Na’hmanide décrit «l’année sabbatique» au point de vue national. Il estime que la Torah a l’intention de défendre de vendre définitivement des terrains à ceux qui ne les rendraient pas au Jubilé. Car «à D.ieu est toute la terre et Il dispose de ses habitants comme Il l’entend».
Le Rav Kook (Introduction à Chabbat Haaretz) voit, dans l’arrêt imposé aux conditions habituelles du travail, à la poursuite du gagne-pain, aux transactions commerciales (la remise des dettes se rattache évidemment à tout cet ensemble), «dans le renoncement à ce sacrilège que constitue le souci excessif de la propriété individuelle », autant de moyens pour purifier l’âme et pour permettre aux dispositions surnaturelles dont a été dotée l’âme du peuple de trouver leur épanouissement.

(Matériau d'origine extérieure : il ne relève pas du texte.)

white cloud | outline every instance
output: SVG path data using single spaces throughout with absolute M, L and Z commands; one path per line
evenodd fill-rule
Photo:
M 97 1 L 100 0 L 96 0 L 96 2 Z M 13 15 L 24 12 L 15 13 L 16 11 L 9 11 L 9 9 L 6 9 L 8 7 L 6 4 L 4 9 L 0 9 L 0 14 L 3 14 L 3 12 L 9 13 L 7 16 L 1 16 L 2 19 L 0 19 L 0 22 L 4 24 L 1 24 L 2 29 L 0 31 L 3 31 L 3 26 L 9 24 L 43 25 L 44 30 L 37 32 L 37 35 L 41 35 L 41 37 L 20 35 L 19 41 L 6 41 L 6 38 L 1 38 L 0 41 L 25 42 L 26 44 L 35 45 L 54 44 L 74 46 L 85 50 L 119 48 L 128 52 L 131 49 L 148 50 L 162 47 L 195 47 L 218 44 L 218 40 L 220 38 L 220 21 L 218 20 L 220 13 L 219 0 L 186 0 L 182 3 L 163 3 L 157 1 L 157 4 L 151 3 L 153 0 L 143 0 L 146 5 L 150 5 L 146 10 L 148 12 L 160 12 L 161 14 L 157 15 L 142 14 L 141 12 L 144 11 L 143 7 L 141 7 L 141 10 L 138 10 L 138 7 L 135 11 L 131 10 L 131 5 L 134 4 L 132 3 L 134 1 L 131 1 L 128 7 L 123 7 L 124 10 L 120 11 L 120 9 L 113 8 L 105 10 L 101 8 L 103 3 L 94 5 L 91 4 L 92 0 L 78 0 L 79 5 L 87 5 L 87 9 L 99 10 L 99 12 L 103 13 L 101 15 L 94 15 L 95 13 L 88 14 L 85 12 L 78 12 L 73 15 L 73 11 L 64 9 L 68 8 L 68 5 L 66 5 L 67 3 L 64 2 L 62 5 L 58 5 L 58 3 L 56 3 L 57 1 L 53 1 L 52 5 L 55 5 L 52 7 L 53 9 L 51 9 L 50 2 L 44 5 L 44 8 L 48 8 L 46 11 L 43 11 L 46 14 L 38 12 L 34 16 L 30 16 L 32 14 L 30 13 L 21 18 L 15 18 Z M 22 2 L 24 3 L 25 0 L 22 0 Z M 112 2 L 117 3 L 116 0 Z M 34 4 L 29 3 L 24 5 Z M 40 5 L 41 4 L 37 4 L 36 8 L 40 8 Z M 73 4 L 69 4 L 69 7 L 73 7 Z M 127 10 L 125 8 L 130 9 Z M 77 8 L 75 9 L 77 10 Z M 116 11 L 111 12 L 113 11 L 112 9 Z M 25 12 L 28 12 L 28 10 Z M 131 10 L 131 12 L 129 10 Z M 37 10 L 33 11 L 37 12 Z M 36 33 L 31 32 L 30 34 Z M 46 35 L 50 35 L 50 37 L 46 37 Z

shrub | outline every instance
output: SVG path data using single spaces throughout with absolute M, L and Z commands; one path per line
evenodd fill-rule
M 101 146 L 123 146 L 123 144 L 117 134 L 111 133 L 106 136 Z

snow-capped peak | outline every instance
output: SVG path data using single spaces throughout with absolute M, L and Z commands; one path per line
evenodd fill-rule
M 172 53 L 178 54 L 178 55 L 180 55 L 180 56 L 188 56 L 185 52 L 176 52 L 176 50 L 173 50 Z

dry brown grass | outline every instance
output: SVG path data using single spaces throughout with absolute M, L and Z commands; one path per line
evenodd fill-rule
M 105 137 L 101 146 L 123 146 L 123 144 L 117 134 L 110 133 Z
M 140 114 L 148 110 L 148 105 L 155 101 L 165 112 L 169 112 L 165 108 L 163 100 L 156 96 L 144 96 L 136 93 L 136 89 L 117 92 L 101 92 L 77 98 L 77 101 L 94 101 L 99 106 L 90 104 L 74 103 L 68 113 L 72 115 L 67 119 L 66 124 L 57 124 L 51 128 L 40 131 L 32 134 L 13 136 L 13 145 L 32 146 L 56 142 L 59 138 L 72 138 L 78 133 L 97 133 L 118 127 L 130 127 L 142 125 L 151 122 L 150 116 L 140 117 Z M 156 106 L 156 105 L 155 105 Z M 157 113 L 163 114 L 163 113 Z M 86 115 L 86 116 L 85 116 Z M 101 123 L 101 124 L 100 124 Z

Une année de repos complet est une nécessité pour le peuple comme pour la terre, année de tranquillité et de paix profondes, sans oppresseur ni tyran : « Il n’exercera pas de contrainte contre son prochain et son frère, dès qu’on aura proclamé la rémission en l’honneur de l’Eternel» (Deutéronome 15, 2). Plus de droit de propriété faisant valoir ses exigences : une paix surnaturelle plane sur tout ce qui vit. « Ce que produira la terre pendant son chabbat vous servira de nourriture, à toi, à ton serviteur et à ta servante, à ton mercenaire et à l’étranger qui demeurent avec toi, à ton bétail et aux bêtes sauvages de ton pays : tout son produit servira de nourriture » (Lévitique 25, 6). L’intransigeance habituelle de l’instinct de propriété ne vient plus profaner la loi sainte concernant tous les produits du sol de cette année, et la convoitise aiguisée par le commerce tombe dans l’oubli : « Pour la nourriture, dit le texte, et non pour le commerce ».
La générosité règne ainsi que la reconnaissance pour la bénédiction divine que constituent les produits du sol : « pour la nourriture et non pour la perte » (Pessa’him 52), où se trouve précisée l’interdiction de laisser se perdre un produit pouvant servir à l’alimentation.
L’homme revient à son état naturel, la santé, au point de n’avoir plus besoin de remèdes conçus pour des maladies, qui, la plupart, résultent d’une rupture d’équilibre due à la méconnaissance de sa véritable nature spirituelle et matérielle : « pour la nourriture et non pour les médicaments» (Soucca 40a).